Mr. Wolfowitz would not get into the specifics of a time-table for Iraq, only noting that it took six months for a government to form in northern Iraq after the Gulf War in 1991. "This is a more complicated situation. It probably will take more time than that," the senior administration official said while doing the Sunday talk shows.

The number two civilian official at the Pentagon said the Bush administration was not really interested in talking about democracy and then turning around and choosing leaders of post-conflict Iraq. At the same time, he was insistent that while the United Nations would have a role to play, Washington was not for the world body to be in supervising and running the show.

`Not another Kosovo'

The Bush administration has been making it clear that Iraq is not going to be another Kosovo or East Timor. "It is not a model we want to follow, of a sort of permanent international administration," Mr. Wolfowitz remarked. "I think the right goal is to move as quickly as we can... to a government that is, if I could paraphrase Abraham Lincoln, of the Iraqis, by the Iraqis and for the Iraqis. Not to make them a colonial administration or a U.N. administration or run in any way by foreigners," he said.

But an Iraqi Opposition leader, who is one of Washington's closest allies, argued that the U.S. military might have to stay in Iraq for as long as two years. Ahmad Chalabi of the Iraqi National Congress has said that he expects a constitution to be ratified "within two years." Mr. Chalabi has been meriting a lot of attention in this country and for different reasons — he has been apparently sentenced to 22 years hard labour in Jordan for bank fraud and embezzlement; and from the conflict point of view, had advised the administration that a U.S.-led invasion would quickly lead to an uprising. Analysts are pointing to the fact that the fighting is now in the third week and no popular uprising has been seen thus far.

Iraq's future

The future of Iraq will be on top of the agenda when the President, George W. Bush, meets the Prime Minister of Britain, Tony Blair, at a working dinner on Monday night at the Hillsborough Castle, south of Belfast. This is the third time the two leaders are meeting in the last three weeks. One of the differences between the two is over the role of the United Nations — Mr. Blair sees a stronger role for the world body than Mr. Bush.

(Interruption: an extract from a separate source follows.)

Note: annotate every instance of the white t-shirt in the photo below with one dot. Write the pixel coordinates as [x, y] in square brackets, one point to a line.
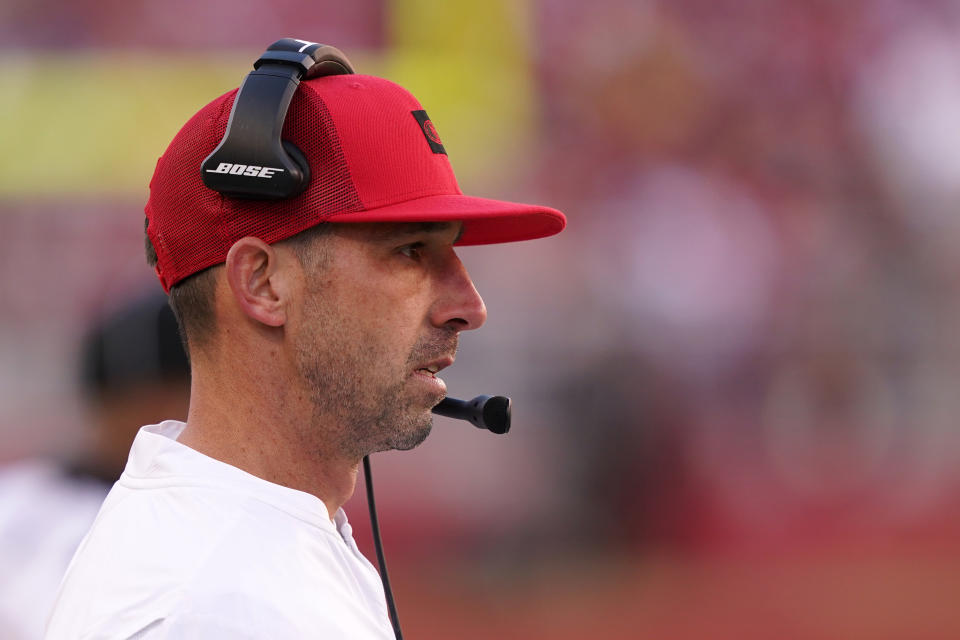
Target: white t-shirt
[44, 513]
[186, 547]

In New York, the U.N. Secretary General, Kofi Annan, has asked for the Security Council to meet so that he could discuss issues relating to Iraq. Permanent members such as Russia, France and China are not willing to do anything that would be seen as the Council endorsing what the United States and Britain have done. Major powers at the U.N. are for playing a key role in the post-conflict Iraq; but the Bush administration has said that this role will largely be confined to humanitarian activities and in the realm of reconstruction but nowhere near the political scheme of things.